# Would a pet store..



## Monroe (Mar 26, 2011)

Would a pet store allow me to set up an "adopt a mouse" stand? One of my pet mice is pregnant & I don't want to just "drop them off" in the background of a pet store where I'm unsure if they get homes. I think there was an adopt a mouse stand then maybe some people would come up & express interest in giving them good homes.


----------



## Zhaneel (Sep 1, 2010)

You'd have to contact the pet stores themselves and find out. It sounds like a good idea to me, though!


----------



## Jaguar (Nov 15, 2009)

sometimes pet stores will have bulletin boards you can post printed out ads on. see if they do, i did that to sell a cage a while back


----------



## Monroe (Mar 26, 2011)

I checked with Petco & they said they wouldn't take adoption stands from "Independent breeders". They said I have to be part of a vet-checked guaranteed adoption center. I'm sure the other stores have the same rule. Even if I "did" get them vet-checked, I'm sure I have to be part of a center when I'm most certainly not. 

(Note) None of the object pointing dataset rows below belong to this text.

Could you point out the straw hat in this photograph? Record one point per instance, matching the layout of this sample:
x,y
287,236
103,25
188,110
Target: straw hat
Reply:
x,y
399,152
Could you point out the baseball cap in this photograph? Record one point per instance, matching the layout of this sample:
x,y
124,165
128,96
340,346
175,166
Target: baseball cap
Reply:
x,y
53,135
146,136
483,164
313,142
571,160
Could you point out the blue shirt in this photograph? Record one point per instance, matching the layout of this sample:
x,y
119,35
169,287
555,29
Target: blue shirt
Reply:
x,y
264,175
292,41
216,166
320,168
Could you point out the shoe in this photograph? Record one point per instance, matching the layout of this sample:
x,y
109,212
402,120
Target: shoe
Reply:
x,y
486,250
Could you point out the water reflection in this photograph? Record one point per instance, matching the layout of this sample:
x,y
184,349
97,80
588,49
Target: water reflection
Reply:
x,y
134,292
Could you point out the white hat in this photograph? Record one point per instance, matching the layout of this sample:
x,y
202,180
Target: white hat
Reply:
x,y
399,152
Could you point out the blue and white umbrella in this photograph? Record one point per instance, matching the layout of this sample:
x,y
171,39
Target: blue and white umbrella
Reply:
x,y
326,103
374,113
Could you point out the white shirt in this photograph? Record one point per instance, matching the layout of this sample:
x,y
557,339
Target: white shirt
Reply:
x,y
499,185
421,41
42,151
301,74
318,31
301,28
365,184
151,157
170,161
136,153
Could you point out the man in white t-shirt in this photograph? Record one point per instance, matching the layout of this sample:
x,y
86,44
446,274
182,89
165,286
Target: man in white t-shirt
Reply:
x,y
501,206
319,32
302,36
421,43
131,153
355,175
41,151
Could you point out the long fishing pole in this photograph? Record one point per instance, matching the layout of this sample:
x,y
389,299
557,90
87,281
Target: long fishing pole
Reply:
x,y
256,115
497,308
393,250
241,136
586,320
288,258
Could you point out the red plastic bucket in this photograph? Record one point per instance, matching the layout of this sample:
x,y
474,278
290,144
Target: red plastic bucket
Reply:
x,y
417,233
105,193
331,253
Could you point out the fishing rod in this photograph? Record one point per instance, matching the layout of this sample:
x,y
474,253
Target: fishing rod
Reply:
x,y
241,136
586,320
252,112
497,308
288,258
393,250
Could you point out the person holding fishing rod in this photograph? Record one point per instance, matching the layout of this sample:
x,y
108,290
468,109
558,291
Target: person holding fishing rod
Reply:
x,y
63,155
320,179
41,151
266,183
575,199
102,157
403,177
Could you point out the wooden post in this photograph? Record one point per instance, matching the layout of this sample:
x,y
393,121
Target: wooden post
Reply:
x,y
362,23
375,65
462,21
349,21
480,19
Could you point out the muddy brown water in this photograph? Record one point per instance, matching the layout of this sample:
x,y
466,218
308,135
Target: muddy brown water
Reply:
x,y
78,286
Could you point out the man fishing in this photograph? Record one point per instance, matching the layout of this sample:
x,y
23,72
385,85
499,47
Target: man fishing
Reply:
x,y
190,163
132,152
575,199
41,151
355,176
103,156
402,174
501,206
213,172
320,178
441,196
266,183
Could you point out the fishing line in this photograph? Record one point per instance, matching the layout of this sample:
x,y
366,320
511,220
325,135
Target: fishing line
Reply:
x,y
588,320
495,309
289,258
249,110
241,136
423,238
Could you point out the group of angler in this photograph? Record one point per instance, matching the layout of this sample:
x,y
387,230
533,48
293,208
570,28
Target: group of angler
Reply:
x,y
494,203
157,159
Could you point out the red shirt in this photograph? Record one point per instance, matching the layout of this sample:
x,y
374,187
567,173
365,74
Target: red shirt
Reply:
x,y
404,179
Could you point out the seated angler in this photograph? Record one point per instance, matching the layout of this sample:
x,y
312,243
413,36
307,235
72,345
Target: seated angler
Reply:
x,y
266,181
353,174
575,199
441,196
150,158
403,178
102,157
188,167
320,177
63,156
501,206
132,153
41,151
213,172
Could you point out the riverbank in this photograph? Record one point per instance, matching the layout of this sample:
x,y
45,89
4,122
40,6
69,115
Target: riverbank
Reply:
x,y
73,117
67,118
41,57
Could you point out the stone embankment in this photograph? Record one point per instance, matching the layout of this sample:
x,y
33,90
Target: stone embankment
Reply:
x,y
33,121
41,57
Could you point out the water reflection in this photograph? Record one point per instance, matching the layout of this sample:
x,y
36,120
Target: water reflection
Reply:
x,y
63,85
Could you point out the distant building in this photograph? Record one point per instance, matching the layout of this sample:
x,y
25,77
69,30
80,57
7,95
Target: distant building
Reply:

The only thing I can think of is advertising by flyers, like you said Jaguar. Maybe putting some in my neighborhood mailboxes of families I know have children that might want one (or two if female) as pets. I'm not sure where I would be able to set up a stand. I don't feel comfortable dropping them off at an adoption place as I'd rather put them in homes myself. But, if worse comes to worse, I guess I'd have to.


----------



## Monroe (Mar 26, 2011)

Well, I sent an email to an independent pet store that lives close by. They breed their own rats or take litters from independent breeders. I sent them questions asking if they would take the ones I can't find homes for. I threw in that they would be hand-raised & taken to the vet to check their health. 

I'm praying that they say yes. I have a good chance given that they breed their own.


----------



## smesyna (Nov 22, 2010)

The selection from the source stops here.